To control ammonia in an aquarium, well first all, a lot of new tanks will experience ammonia, and it's perfectly fine. You just want to make sure you don't have a lot of fish in the tank to experience the side-effects of high ammonia. Every tank goes through a cycling period where the bacteria is trying to stabilize in the filter, in the gravel, in the decorations. And until that bacteria settles in, you're going to experience high levels of ammonia and nitrite. Again, you don't want to have fish that are very sensitive to ammonia, because they will die. Ammonia is toxic to the fish.

In an established tank, if you're still getting elevated levels of ammonia, you want to look to the cause of that. It's usually from overfeeding, overcrowdedness, a lack of proper maintenance on your filter. If the filter is clogged and the bacteria that's in the filter doesn't have access to good water movement, or it can scavenge ammonia out of the water and break down the waste, you will experience elevated levels of ammonia.

If you overfeed, that food that gets broken down, once it gets broken down and dissolves, it's going to form ammonia. So keeping the filtration balanced with the biomass of the tank, in other words, having the right amount of fish for the right size filtration system, is key to keeping your ammonia and your nitrite levels, namely your nitrogen cycle, in check.

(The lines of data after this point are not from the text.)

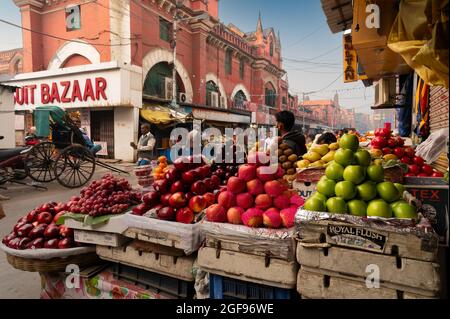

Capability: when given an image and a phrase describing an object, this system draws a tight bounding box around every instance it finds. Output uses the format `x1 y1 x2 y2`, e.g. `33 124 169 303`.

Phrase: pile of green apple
304 134 417 219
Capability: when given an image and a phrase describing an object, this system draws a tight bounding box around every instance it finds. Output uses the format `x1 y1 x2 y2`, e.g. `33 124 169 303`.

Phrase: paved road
0 165 136 299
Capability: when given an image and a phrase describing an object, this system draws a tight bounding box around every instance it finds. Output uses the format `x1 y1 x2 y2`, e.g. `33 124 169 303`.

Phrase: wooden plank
97 246 196 282
198 247 298 289
297 245 440 295
206 235 297 261
297 268 434 299
297 221 438 261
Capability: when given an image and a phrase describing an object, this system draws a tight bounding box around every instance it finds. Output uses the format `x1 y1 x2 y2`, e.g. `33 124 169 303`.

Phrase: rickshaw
24 106 129 188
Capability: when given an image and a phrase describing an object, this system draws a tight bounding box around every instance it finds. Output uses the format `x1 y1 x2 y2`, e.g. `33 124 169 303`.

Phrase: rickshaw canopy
34 106 66 137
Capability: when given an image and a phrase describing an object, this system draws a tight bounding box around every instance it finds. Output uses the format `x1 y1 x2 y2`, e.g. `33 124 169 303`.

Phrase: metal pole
170 5 179 108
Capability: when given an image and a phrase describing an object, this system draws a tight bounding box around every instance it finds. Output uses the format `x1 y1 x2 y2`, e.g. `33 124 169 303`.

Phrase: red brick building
2 0 298 159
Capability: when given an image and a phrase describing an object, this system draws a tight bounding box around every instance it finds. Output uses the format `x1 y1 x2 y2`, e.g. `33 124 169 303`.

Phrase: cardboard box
405 181 449 246
74 229 130 247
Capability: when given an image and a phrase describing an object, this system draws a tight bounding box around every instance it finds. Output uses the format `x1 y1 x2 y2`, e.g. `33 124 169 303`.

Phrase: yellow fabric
140 105 187 125
388 0 449 88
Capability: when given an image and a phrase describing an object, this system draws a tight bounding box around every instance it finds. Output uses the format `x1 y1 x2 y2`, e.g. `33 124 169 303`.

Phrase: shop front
1 62 142 161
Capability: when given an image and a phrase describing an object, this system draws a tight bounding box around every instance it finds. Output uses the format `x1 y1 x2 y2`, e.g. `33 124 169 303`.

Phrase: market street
0 164 135 299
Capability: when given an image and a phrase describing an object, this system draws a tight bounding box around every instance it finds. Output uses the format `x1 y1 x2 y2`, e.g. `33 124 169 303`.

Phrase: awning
140 104 192 125
321 0 353 33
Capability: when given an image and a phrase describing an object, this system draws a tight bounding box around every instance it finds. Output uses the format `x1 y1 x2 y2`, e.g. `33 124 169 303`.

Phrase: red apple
227 207 245 225
169 192 187 208
59 226 73 238
382 147 392 155
236 193 254 210
53 211 66 224
405 147 416 158
161 193 172 206
58 238 75 249
27 237 44 249
206 204 227 223
421 164 434 176
176 207 195 224
181 170 200 185
142 192 159 207
394 147 409 160
412 156 425 167
431 171 444 178
189 195 207 214
44 224 59 239
387 138 397 148
227 176 247 194
44 238 59 249
408 164 420 175
217 191 236 209
157 206 175 221
191 181 208 195
400 156 411 164
17 224 34 237
203 193 216 207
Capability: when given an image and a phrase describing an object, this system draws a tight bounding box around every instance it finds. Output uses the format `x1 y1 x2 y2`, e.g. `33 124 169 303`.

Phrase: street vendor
130 123 156 166
275 111 307 156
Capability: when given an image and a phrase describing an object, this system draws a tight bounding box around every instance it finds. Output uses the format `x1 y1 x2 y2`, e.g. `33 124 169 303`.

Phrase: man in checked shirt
130 123 156 166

But if you do have ammonia and you need to save your fish, you can get ammonia-removing pellets. It's like carbon, but it's white. You can put it in your filter and that will scavenge out the ammonia right away. There's also chemicals you can by that neutralize the ammonia by converting it to a less toxic form called ammonium.

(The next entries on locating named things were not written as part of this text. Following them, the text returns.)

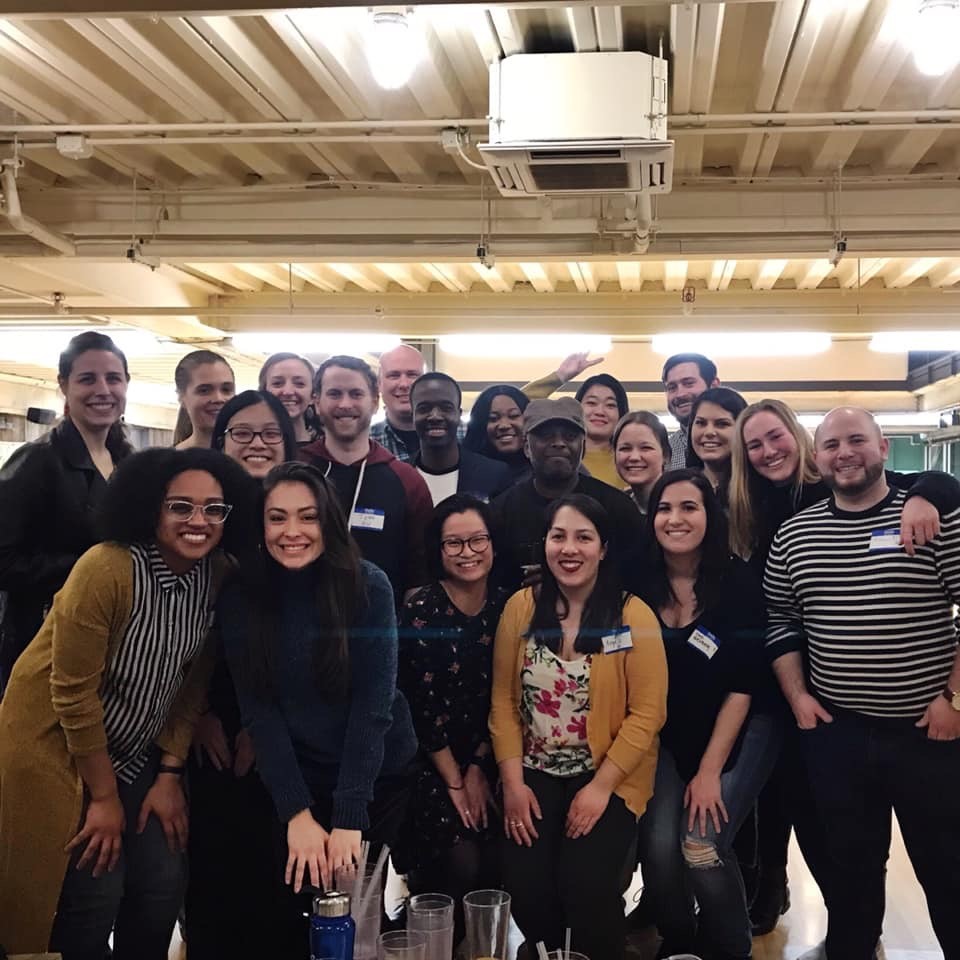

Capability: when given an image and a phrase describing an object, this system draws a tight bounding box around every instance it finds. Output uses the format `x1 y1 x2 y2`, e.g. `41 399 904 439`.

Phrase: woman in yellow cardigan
490 494 667 960
0 449 250 960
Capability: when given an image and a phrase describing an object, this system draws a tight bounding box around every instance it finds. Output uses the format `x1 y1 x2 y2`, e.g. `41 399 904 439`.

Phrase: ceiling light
438 333 611 360
870 330 960 353
652 331 833 357
366 8 425 90
913 0 960 77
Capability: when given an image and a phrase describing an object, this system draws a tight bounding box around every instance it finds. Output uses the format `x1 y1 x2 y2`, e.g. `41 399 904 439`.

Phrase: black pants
803 713 960 960
186 756 276 960
269 767 413 960
503 770 637 960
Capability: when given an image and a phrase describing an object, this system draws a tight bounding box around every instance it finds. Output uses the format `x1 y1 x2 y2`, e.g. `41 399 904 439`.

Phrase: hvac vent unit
479 52 673 196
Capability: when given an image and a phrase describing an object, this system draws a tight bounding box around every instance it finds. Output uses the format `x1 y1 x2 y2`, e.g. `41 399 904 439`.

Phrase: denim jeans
640 713 782 960
50 755 185 960
803 711 960 960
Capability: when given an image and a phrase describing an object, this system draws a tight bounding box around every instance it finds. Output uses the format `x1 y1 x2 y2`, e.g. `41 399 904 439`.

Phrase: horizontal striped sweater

But again, these are band-aids. You want to look to the cause. You're probably overfeeding, or you're overcrowded, or you don't have a large enough biological filter, or your filtration system is clogged. So these are the things you really want to look at if your ammonia levels are high. But if you do have ammonia, you've got to knock it down or your fish are going to die.My daughter has extremely sensitive skin and Eczema, by the way. She hasn’t had one rash or any reaction to her diapers since the Fish Tank Ammonia Remover treatment on them. The diapers are in great condition still because this method is GENTLE opposed to other methods (remember its safe for LIVE fish & aquatic plants!) I definitely recommend this solution to anyone for removing ammonia from diapers.